At the same time, Sipuka warns that the churches must engage in public discourse not only as speakers and teachers, but also as listeners and learners. Criticism in the media and civil society, for instance, contributed to the church’s acknowledgement of sexual abuse scandals. The Catholic Bishop argues that all sides will benefit from open discourse and not shying away from sensitive issues.

In a similar sense, Nico Koopman, a professor of systematic theology at Stellenbosch University, argues that the goal is to build responsible citizenship. He is in favour of churches speaking “prophetically” in the sense of spelling out how things should be. Contemporary theologians also want them to bear witness, speaking truth to power and indicating what is unacceptable.


Public theology

Indeed, such courageous discourse is a foundation of democracy. Heinrich Bedford-Strohm, who chairs the board of Germany’s Protestant churches, speaks of “public theology”. In his perspective, faith-based organisations must be high profile actors in civil society. Accepting the authority of democratically elected governments, religious leaders must not be arrogant and should empathise with policymakers who face tough decisions, he says.

At the same time, the Lutheran theologian wants them to point out what policies are compatible with religious values. In Germany, Bedford-Strohm is a well known public advocate of refugees’ rights. He finds it disappointing that journalists tend to quote his political statements, without mentioning that they are inspired by the gospel. Unlike hard borders and limits to migration, compassion and charity are fundamental Christian principles after all.

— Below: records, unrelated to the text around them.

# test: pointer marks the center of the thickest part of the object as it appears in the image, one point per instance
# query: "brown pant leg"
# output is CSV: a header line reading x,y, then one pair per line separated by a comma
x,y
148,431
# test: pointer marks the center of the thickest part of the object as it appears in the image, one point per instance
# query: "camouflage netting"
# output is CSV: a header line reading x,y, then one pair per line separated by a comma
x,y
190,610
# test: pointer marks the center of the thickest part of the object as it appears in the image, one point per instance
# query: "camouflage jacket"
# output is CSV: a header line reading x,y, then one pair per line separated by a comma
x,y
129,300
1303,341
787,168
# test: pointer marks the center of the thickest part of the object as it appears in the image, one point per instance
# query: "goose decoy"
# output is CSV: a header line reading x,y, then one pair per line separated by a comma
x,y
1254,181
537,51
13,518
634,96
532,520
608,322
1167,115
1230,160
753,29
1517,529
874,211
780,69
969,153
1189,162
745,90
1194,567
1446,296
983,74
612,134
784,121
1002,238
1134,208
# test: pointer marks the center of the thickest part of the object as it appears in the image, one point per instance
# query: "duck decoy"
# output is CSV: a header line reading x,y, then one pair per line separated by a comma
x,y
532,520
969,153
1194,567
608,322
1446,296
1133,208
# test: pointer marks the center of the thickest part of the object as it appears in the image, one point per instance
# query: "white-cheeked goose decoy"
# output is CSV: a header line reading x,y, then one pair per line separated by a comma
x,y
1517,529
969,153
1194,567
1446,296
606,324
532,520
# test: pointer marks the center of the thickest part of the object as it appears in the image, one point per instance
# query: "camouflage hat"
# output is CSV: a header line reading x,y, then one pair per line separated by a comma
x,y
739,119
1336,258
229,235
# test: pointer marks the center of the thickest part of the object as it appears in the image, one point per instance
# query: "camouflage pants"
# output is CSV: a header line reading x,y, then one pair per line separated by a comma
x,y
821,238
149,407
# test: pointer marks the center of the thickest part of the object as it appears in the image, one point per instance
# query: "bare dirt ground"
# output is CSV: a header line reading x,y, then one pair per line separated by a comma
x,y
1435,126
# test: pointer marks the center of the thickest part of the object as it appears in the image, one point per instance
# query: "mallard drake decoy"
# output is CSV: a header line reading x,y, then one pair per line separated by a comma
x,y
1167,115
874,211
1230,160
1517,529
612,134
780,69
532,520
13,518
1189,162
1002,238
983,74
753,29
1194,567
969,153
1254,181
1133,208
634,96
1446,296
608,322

As Bedford-Strohm told a conference held in February by the Evangelische Akade­mie Tutzing, a Protestant institution, the churches are especially important in international political debate because of their  vast global networks. Pope Francis’ environmental encyclical Laudato Sí, for example, had global repercussions. According to the leader of Germany’s Protestants, it was a valid, faith-based appeal for good stewardship of God’s creation.

Isabel Phiri of the World Council of Churches, an international umbrella organisation of several hundred Protestant and Orthodox churches, similarly sees a global role for churches. She considers it to be a  particular strength of major Christian denominations that they bridge the north-south divide.

Phiri emphasises that the Sustainable Development Goals are commensurate with the churches’ Biblical mission. After all, the agenda includes social justice, peace and the protection of creation.  At the same time, Phiri does not want the churches to adopt the SDGs uncritically. Indeed, she says that church action often goes beyond that agenda. She regrets the “religious illiteracy” of many governments, which is one reason why the SDG motto of “leaving no one behind” tends to resonate more strongly among faith-based organisations than government agencies.